After Two Days Of Laughing, Canada Sends Help To States Hit With Blizzard

By Erika Tatzeryoodge

Where are all the cars?

OTTAWA – After watching in awe and ROFLMAOing for two days as America’s east coast struggled through what, by Canadian standards, were flurries, the Canadian Government announced today that it was sending aid.

“We thought our neighbors to the south would be able to cope with this minor storm,” Canadian Prime Minister Stephen Harper said at a small press conference held today. “But after seeing just how much trouble they were having with the blizzards we decided they needed help from some people who actually know how to handle winter.”

The help is coming in the form of snow ploughs, airplane deicing machines, salt trucks and good old-fashioned country boys in flannel shirts carrying steel shovels.

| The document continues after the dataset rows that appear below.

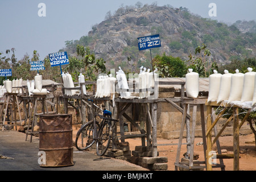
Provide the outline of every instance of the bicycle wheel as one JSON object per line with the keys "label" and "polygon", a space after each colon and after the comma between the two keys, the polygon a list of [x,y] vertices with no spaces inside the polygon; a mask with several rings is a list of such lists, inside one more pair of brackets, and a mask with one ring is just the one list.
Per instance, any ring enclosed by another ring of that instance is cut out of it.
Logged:
{"label": "bicycle wheel", "polygon": [[102,156],[107,151],[110,143],[110,126],[108,122],[102,121],[102,125],[98,131],[96,140],[96,152],[99,156]]}
{"label": "bicycle wheel", "polygon": [[[79,150],[85,150],[92,146],[95,142],[94,130],[92,121],[87,122],[82,126],[76,134],[75,145]],[[96,129],[99,128],[99,125],[96,122]]]}

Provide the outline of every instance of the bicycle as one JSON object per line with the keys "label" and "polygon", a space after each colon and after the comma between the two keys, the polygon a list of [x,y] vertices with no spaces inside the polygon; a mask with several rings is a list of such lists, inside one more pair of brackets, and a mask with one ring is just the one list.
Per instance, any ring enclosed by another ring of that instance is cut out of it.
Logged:
{"label": "bicycle", "polygon": [[96,152],[99,156],[104,155],[109,148],[110,140],[113,141],[113,127],[118,122],[117,119],[111,118],[111,115],[108,116],[100,117],[102,122],[96,140]]}
{"label": "bicycle", "polygon": [[[88,100],[93,102],[93,100]],[[110,129],[110,128],[108,127],[109,124],[108,121],[109,121],[109,119],[111,119],[110,121],[114,121],[115,119],[110,118],[112,114],[110,111],[106,109],[102,110],[94,104],[93,104],[93,105],[103,111],[103,115],[98,114],[95,114],[96,117],[100,117],[100,118],[102,119],[102,121],[100,122],[98,121],[96,121],[96,118],[94,117],[93,121],[89,121],[84,125],[82,126],[76,134],[75,146],[76,148],[79,150],[85,150],[90,147],[95,142],[97,141],[96,143],[96,152],[98,155],[102,156],[108,150],[110,143],[109,140],[109,142],[107,143],[108,143],[108,147],[105,147],[106,146],[105,145],[105,142],[104,142],[104,140],[103,138],[106,135],[109,135],[109,130]],[[102,134],[102,133],[105,131],[104,129],[108,130],[105,134]],[[111,130],[112,129],[111,129]],[[98,132],[99,134],[101,134],[100,135],[100,137],[98,136]],[[109,136],[109,139],[110,139],[110,136]],[[104,148],[104,150],[102,150],[102,148]]]}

“I’m pretty excited to be going down there,” said John Salisbury of Perth Smith Falls, Ontario. “I’m getting paid to take a few days off work and shovel a few centimeters of snow. I don’t really know what they’re complainin’ about down there, but I’m not complainin’.”

Not everyone involved shares Salisbury’s enthusiasm.

“The storm’s supposed to be coming up here,” said Jean-Pierre Régaleau of Trois-Rivières, Quebec who works for the city snow removal service. “So it really does not make sense to me how they’re sending our trucks down to the U.S. We’re gonna need them soon.”

Hundreds of flights have been grounded and trains halted as the northeast has been hit by two feet of snow. With Canada’s help, east coast cities hope to have everything back to normal in a couple of days.

“We thought we were prepared for a drizzle like this,” New York City mayor Michael Bloomberg said. “But this proved just how much we weren’t. It’s absolutely unacceptable that people are sitting in airports for days because of this.”

If one steps back for just a second, it’s actually quite easy to see why cities such as New York weren’t prepared for this storm. After all, it’s only been snowing in the northeast since the dawn of time.

Extra reporting done by Hal Rubin in his custom aluminum reinforced snowshoes.